A word of warning. You will not see this configuration in the settings via the GUI.
Manipulating the VLAN settings in the GUI will overwrite the settings without a warning.
So be careful with configuration of your virtual network appliance(s). As an example I’ll touch the VLAN setting of Eth3 and give it VLAN 500.
We now have a look at our VLAN settings of the appliance
That vNIC is now in Access mode with VLAN 500. Ouch, that will seriously ruin your day in production! Be careful!

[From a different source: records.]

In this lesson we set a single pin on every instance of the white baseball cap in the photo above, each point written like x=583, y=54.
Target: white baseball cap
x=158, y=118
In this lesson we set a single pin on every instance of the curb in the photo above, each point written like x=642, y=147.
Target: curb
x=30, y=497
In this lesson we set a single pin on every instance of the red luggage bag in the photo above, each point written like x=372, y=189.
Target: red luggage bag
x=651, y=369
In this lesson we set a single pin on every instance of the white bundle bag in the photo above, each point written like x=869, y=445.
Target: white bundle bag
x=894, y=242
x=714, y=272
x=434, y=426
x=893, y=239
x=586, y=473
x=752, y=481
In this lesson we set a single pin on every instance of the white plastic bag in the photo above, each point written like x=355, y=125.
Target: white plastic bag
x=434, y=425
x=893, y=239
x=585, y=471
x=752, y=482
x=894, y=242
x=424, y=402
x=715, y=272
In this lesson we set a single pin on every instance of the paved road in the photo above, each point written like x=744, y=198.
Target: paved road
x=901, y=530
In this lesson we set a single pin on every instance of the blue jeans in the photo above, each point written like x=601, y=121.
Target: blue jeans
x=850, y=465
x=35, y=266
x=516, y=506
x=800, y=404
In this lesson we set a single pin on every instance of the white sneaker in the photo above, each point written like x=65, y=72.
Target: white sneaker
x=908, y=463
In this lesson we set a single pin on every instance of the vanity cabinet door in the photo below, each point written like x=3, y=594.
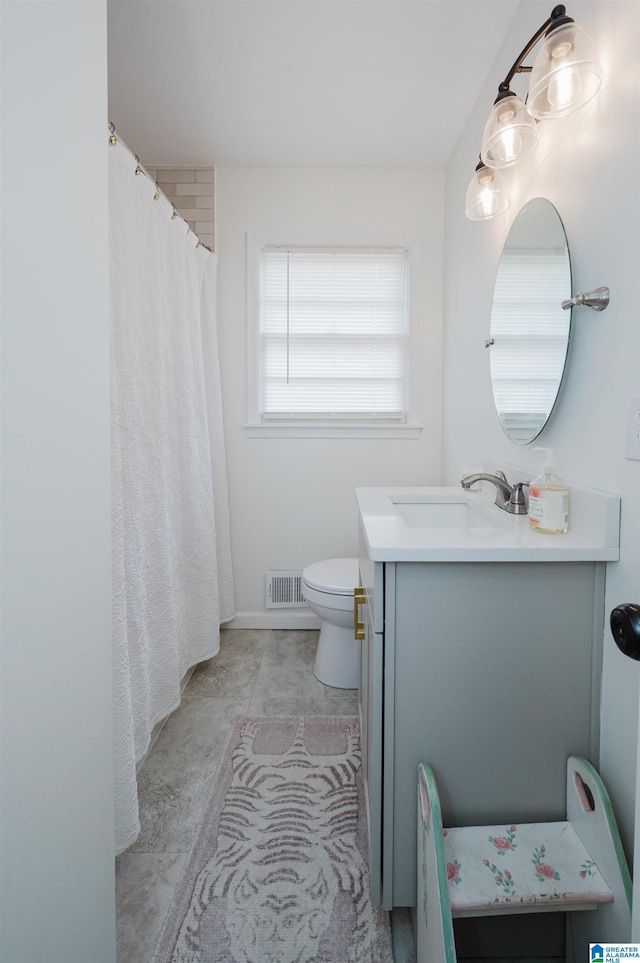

On top of this some appliances do not respond well to such misconfigurations on the switch side (both physical and virtual switches). This leads not only to service interruption but could lead to the inability to mange the appliance, requiring a reboot of them etc.
Anyway, so yes you can do trunking with Hyper-V networking on a vNIC but this normally only makes sense I you have an appliance running that knows what to do with a trunk such as a virtual firewall, router or load balancer.